Alguien abría las puertas
Está anocheciendo. Fue un día luminoso y cálido. En el transcurso de sus horas, con frecuencia, al detener los pasos, me invadía una extraña sensación: alguien ha tomado mi lugar, me decía, alguien me ha suplantado. Me sentía como un títere movido por los hilos invisibles de alguien que toma la iniciativa, que habla en mi lugar, que camina y actúa en mi lugar.
Al fin de esta larga jornada tengo una evidencia empírica: alguien me ha agarrado por los cabellos como a Ezequiel, me ha levantado por los aires, dejándome ahora en Babilonia, después en Nínive, más tarde en Tebas para proclamar la perentoriedad del Altísimo, su inevitabilidad, su lejanía tanto como su proximidad, su inmanencia y trascendencia, su fascinación y su ternura. Yo no he sido un sujeto activo, yo no he hecho nada.
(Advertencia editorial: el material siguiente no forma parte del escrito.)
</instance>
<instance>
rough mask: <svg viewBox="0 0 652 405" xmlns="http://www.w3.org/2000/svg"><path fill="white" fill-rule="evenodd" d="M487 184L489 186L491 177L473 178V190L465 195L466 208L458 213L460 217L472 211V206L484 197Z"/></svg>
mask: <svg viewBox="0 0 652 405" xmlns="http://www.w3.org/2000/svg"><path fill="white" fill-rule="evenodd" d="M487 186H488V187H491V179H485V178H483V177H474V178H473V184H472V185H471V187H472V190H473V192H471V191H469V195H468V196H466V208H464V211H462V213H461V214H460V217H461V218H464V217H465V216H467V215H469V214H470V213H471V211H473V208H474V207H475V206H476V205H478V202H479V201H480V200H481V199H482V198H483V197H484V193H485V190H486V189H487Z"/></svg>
Como lo he repetido tantas veces en estas páginas, alguien abría las puertas delante de mí, y yo entraba. Ha sucedido una y otra vez. Esta evidencia era tan granítica que, por esta razón, las dificultades no me abatieron, los elogios no me conmovieron, los que ponían trampas y cavaban fosas en el camino no consiguieron enredarme, los éxitos no me embriagaron. No experimentaba satisfacción sensible en lo que realizaba, pero sí una tranquila seguridad de quien se sabe conducido de la mano de Su voluntad, y hace lo que debe hacer. Y el resultado es una gran paz.
Tomado del libro “La Rosa y el fuego” capítulo V: “Desde el mástil más alto” de padre Ignacio Larrañaga.